Treasury Takes Fire on Tarp Pay; RBS Looks at Libor Plea

Receiving Wide Coverage ...

Submissive on Pay: The Treasury Department failed to rein in outsize executive pay at some of the biggest bailed-out companies last year, according to a report published Monday by the special inspector general of the Troubled Asset Relief Program. Treasury officials awarded 63% of the 25 highest-paid employees at Ally Financial, AIG and General Motors total pay packages in 2012 that topped the median pay for executives at similar companies by more than $37 million. The Journal observes that Treasury previously rejected the watchdog's criticism and declined to institute policy changes on pay, "a sign the report might not crimp the future pay packages of GM and Ally Financial executives." The Treasury recently sold its remaining shares in AIG, so the company no longer has to submit its pay packages for approval. The Times echoes the point, noting that a report by the inspector general in 2012 "made similar criticisms." The Washington Post also picks up the thread, noting that Monday's report evaluates Treasury's actions since last year "with stinging allegations of lax oversight and supervision."

Wall Street Journal

RBS is nearing a settlement with U.S. and U.K. authorities over the bank's alleged manipulation of the London interbank offered rate, or Libor, the Journal reports. One holdup: The Department of Justice is said to want the British bank to plead guilty to a criminal count in addition to paying a penalty of roughly $790 million. The push for a criminal charge reflects "a newly tough stance" for the DOJ, which the paper notes has been slammed for going easy on the big banks. Prosecutors' fears that a criminal plea could destabilize RBS reportedly eased after the muted market reaction to a settlement in December of Libor-rigging charges by UBS that included a felony plea by the Swiss bank's Japanese arm.

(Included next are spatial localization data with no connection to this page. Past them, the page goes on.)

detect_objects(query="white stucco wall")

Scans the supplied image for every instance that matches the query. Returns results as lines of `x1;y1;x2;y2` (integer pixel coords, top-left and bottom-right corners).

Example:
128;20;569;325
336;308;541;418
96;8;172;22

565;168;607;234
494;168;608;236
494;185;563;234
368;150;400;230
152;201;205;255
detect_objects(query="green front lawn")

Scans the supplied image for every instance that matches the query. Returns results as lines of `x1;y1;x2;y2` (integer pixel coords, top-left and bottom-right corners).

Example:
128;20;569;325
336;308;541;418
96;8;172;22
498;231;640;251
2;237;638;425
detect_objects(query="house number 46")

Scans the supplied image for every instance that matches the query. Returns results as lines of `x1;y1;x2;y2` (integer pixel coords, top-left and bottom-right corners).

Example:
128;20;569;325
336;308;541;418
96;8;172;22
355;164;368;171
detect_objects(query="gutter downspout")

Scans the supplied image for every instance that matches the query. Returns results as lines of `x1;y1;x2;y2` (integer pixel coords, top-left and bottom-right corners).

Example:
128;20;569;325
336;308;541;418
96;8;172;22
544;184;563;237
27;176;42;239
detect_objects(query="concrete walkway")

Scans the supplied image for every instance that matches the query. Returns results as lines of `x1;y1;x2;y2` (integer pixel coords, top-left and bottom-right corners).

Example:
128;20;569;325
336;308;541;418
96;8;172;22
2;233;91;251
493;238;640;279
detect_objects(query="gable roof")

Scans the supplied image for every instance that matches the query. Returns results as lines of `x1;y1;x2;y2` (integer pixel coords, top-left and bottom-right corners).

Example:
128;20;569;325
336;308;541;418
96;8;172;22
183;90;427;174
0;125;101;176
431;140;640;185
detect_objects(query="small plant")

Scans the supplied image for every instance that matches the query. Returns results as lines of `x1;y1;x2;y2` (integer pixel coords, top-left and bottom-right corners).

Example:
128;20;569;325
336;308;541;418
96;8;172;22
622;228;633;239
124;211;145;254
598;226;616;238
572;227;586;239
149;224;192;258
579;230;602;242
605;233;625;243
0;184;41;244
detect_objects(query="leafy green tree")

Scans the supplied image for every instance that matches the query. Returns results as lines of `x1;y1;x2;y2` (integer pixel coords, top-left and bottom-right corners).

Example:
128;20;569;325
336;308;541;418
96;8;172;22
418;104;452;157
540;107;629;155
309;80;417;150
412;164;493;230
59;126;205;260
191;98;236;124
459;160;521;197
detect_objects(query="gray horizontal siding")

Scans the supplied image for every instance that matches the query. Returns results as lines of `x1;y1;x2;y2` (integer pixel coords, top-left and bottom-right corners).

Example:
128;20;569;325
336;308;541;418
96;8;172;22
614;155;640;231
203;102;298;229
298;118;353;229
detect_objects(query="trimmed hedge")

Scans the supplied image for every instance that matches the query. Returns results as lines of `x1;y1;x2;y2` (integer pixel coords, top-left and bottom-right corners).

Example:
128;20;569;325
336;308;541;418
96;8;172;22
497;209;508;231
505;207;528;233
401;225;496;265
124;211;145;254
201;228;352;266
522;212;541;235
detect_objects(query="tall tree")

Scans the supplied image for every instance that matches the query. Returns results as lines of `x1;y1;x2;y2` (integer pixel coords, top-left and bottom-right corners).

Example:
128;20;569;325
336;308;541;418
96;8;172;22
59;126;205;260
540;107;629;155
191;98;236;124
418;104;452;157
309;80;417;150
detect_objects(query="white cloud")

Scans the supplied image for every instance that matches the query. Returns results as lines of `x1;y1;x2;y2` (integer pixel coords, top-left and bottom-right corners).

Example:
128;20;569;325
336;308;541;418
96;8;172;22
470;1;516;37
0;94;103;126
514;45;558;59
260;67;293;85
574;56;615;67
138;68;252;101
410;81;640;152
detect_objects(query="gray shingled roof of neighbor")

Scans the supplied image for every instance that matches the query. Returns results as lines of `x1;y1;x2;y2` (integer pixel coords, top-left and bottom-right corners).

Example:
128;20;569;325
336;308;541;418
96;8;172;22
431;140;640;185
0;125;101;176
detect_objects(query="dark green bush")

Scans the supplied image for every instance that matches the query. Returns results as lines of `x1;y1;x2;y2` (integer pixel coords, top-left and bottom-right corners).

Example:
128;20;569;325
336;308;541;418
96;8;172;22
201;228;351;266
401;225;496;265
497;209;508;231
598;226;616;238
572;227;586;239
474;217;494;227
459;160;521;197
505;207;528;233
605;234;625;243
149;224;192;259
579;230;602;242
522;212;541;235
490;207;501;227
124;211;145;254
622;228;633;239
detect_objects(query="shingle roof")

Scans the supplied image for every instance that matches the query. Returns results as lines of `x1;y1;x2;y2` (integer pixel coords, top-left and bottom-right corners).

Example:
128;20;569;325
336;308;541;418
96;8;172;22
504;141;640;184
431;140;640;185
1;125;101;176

UBS and Barclays agreed to pay a combined $2 billion last year to settle Libor-rigging probes.

For its part, RBS is said to worry that copping to a criminal charge would spur clients to cut off business and fuel private lawsuits. The Journal also echoes a report by Reuters that bankers discussed possibilities for an industry-wide settlement of Libor probes during a closed meeting on Thursday in Davos, although an official with one regulator tells the Journal that prospects for a pact represent "more wishful thinking than anything else." A banker called the suggestions of a multi-bank settlement "ill formed" at present.

Financial Times

The FT details some of the assumptions used by the Federal Reserve in its latest round of bank stress tests. JPMorgan Chase, Bank of America, Wells Fargo, Goldman Sachs and Morgan Stanley had to show they could weather, among other things, a doubling of German sovereign debt spreads, a 56% drop in the price of benchmark oil, a 42% fall in Brazil's main equity index, and a 160% widening of spreads on U.S. Treasuries. In all, the Fed gave the six banks roughly 30,000 risk factors against which to test their portfolios, according to the FT, which notes that how banks fare on the tests will determine how much capital they can return to shareholders in the form of dividends and stock buybacks. The banks submitted their data recently, with the results expected in March.

New York Times

Though former federal prosecutor Mary Jo White's work as partner at the law firm of Debevoise & Plimpton will force her to recuse herself from anything that ties to her previous clients, the Times says that President Obama's pick to run the SEC has a bigger problem: She has "zero experience" to help her to implement and enforce provisions of Dodd-Frank and to regulate electronic trading that even an experienced financier would find daunting. White's work as a lawyer for JPMorgan Chase, ex-Bank of America chief Ken Lewis, and former Morgan Stanley CEO John Mack, gives the Times pause, too. "Of course, if she is confirmed, we must all hope that she can put her previous client relationships behind her and work for her new client — us," Dealbook writes.